IX) Assim, apesar daquela cessão de crédito, e ao contrário da ficção que a Mª. Juiz “a quo” fez na decisão, o crédito exequendo não ficou extinto e não foi pago, tendo apenas mudado a titularidade do credor, que deixou de ser a Banco 1..., passando a ser a EMP01..., S.A., sendo que da própria escritura de cessão de crédito resulta que a cedente do crédito garantiu que, apesar de o mesmo ter sido cedido, o mesmo continua a existir e é exigível;
X) Se o crédito existe e foi transmitido com a cessão de créditos, ninguém poderá afirmar que o crédito, aquando da cessão, foi pago e que isso daria lugar ao pagamento da remuneração adicional à A.E., não podendo olvidar que os valores continuam a ser devidos pelos devedores, agora não à Banco 1...., mas sim à EMP01..., S.A., que adquiriu aquele crédito e passou a figurar como credora dos mesmos;
XI) Se o crédito exequendo tivesse de facto sido pago à cedente (Banco 1....), não haveria qualquer fundamento para a EMP01..., S.A. se ter habilitado no processo como exequente, e para a Mª. Juiz “a quo” ter referido naquela sentença de habilitação que “habilito EMP01..., S.A., como adquirente do crédito exequendo”;
XII) São numerosos os processos onde os créditos exequendos são cedidos, várias vezes, a entidades distintas, e pela lógica da Mª. Juiz “a quo”, de cada vez que existisse uma cessão daquele crédito, o A.E. teria direito a receber a remuneração variável!!!
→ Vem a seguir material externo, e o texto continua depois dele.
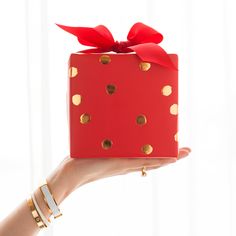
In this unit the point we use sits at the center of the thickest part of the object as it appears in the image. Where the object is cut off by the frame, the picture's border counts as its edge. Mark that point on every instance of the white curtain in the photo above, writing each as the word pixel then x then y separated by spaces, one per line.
pixel 195 196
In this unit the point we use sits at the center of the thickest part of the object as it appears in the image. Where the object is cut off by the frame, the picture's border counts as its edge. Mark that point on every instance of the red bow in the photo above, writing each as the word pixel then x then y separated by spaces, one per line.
pixel 142 40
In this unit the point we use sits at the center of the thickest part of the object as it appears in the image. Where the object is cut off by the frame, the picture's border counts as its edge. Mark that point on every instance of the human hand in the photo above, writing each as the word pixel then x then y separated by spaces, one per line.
pixel 74 172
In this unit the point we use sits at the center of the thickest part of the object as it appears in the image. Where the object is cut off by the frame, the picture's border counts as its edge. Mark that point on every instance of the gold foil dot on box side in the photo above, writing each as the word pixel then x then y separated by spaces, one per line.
pixel 176 137
pixel 85 118
pixel 141 119
pixel 174 109
pixel 144 66
pixel 73 71
pixel 110 88
pixel 106 144
pixel 166 90
pixel 105 59
pixel 76 99
pixel 147 149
XIII) Apesar de o processo não ter tido outra evolução, os bens não terem sido alienados, nem existindo qualquer pagamento do crédito exequendo à exequente, a A.E. remeteu à EMP01..., S.A. (nova exequente no processo) uma nota discriminativa donde consta que teria recuperado um valor de € 325.000,00 (!), pretendendo cobrar a esse título o valor de € 5.242,20, para além de outras despesas que identifica, tendo a EMP01..., S.A. (atual exequente) reclamado dessa nota nos termos constantes do seu requerimento de 04/09/2023;
XIV) Após ter adquirido aquele crédito, e também porque os bens que garantem a dívida haviam sido alienados pelos devedores a uma terceira entidade, que é executada noutro processo executivo, a ora exequente requereu a suspensão da instância, e quer anteriormente àquele requerimento de suspensão, quer posteriormente, não foi recebido dos executados qualquer valor pela exequente (ou pela anterior detentora do crédito que veio a ser cedido à exequente), e entretanto, como consta dos autos, a exequente veio a desistir da instância executiva, com o acordo dos executados, pelo que nada foi recuperado e não há qualquer fundamento para a A.E. ter direito a cobrar aquele valor de € 5.242,20, não sendo devido esse valor;
XV) Seguindo de perto a jurisprudência firmada no douto acórdão da Relação de Lisboa de 20/06/2023, disponível em www.dgsi.pt (que faz alusão, aliás, à jurisprudência mais expedita do Colendo Supremo Tribunal de Justiça), ali se sumaria “Conforme jurisprudência predominante, o Agente de Execução só tem direito a remuneração adicional mediante a demonstração da ocorrência de um nexo de causalidade entre a atividade desenvolvida pelo Agente de Execução e a satisfação da quantia exequenda, no todo ou em parte. Tendo a execução e os embargos findado na sequência de transação, nos termos da qual exequente/embargado e executada/embargante desistiram reciprocamente dos pedidos formulados na execução e nos embargos de executado, não estando demonstrado que o exequente tenha recebido da executada qualquer valor monetário, não pode afirmar-se que a atividade do Agente de Execução – de forma atual ou potencial – tenha assumido relevância para o êxito da ação executiva do ponto de vista do exequente, não sendo devida remuneração adicional.”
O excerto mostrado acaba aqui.